Los científicos brasileños Walter González, consultor de la NASA, y Antonio Formaggio, vicecoordinador de la División de Percepción Remota del Instituto Nacional de Investigaciones Espaciales, se refieren así a la armónica relación entre Ciencia y Religión:

«Estudios contemporáneos de cosmología y de física cuántica presentan pruebas de que existe un plan y un propósito bien definidos en el Universo, desde su origen hasta la aparición del hombre. Este plan, denominado "Principio Antrópico" ya ha sido tema de tesis de doctorado en universidades norteamericanas como Berkeley Harvard y Cornell, en los departamentos de Filosofía de la Ciencia».

«En un reciente debate organizado en el Museo de Ciencias Naturales de Washington, con la participación de más de 400 científicos de diversos países, los mundial mente prestigiosos Steve Weinberg (Premio Nobel de Física) y John Polkingorne (Profesor de Física y Decano de la Universidad de Cambridge) mostraron la importancia cada vez mayor en la ciencia de hoy del "Principio Antrópico" y, en un plano más general, de la relación entre Ciencia y Religión».

«Actualmente, diversos científicos de renombre mundial creen en un Dios personal y presentan la fe como una "forma de conocimiento" aún poco comprendida por el hombre, pero más abarcadora que el conocimiento racional, conforme cuenta el libro Dios y la Ciencia del famoso filósofo Jean Guitton y de los físicos Igor y Grichka Bogdanov». «Es bueno recordar que científicos de la talla del astrónomo A. Sandage y del Premio Nobel de Física C. Townes, así como varios otros, se unen en su fe religiosa a científicos de otros tiempos, como pueden ser Newton, Ampere, Gauss, Joule, Kelvin, Edison, Marconi, Fleming, Pasteur, Planck, Einstein y muchos otros más».

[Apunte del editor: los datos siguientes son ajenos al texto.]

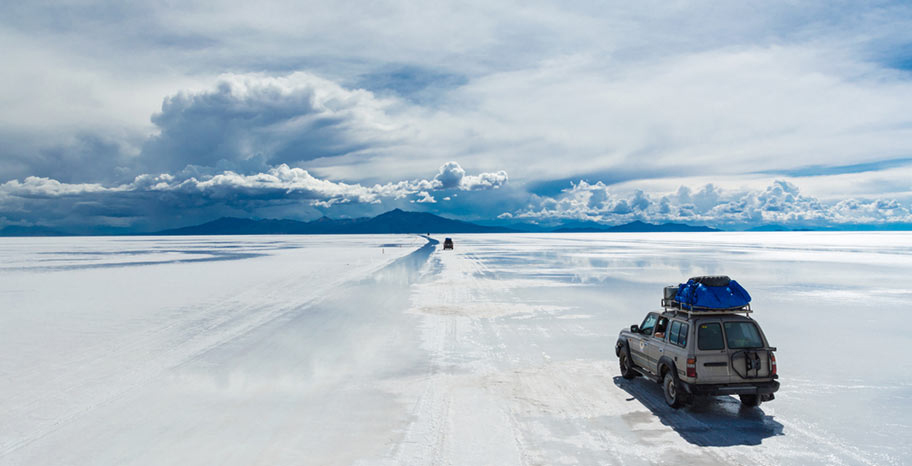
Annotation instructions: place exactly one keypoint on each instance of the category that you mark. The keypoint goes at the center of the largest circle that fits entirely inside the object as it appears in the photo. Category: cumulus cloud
(285, 119)
(779, 203)
(43, 198)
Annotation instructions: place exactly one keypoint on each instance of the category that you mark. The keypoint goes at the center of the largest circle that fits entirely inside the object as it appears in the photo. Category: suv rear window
(709, 337)
(742, 335)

«Finalmente, es oportuno traer a colación el pensamiento de Jean Guitton, uno de los grandes filósofos de nuestros días: "Poca ciencia aparta de Dios, mientras que mucha ciencia acerca a Dios"», Precisamente Einstein, que ganó el título de Hombre del Siglo XX, el mayor científico de nuestra época, se indigna, ante aquellos que se empeñan en volver incompatibles Ciencia y Fe: «El hombre que establece los principios de determinada teoría, supone en el mundo un orden de grado elevado. Esta convicción se confirma más y más con el desarrollo de nuestros conocimientos. Aquí está el punto débil de los positivistas y ateos profesionales que se sienten felices porque tienen conciencia no solo de tener, y muy exitosamente, el mundo privado de dioses, sino también de tenerlo despojado de milagros».Ante la imposibilidad de explicar la existencia del universo por puro azar, Voltaire, no sin sarcasmo, decía: «Llenen un saco de polvo, y échenlo en un tonel: agiten luego con fuerza por mucho tiempo y verán salir de ahí dentro cuadros, violines, jarrones con flores y conejos». Víctor Hugo definía el azar como «un plato hecho por listillos para que lo coman los bobos.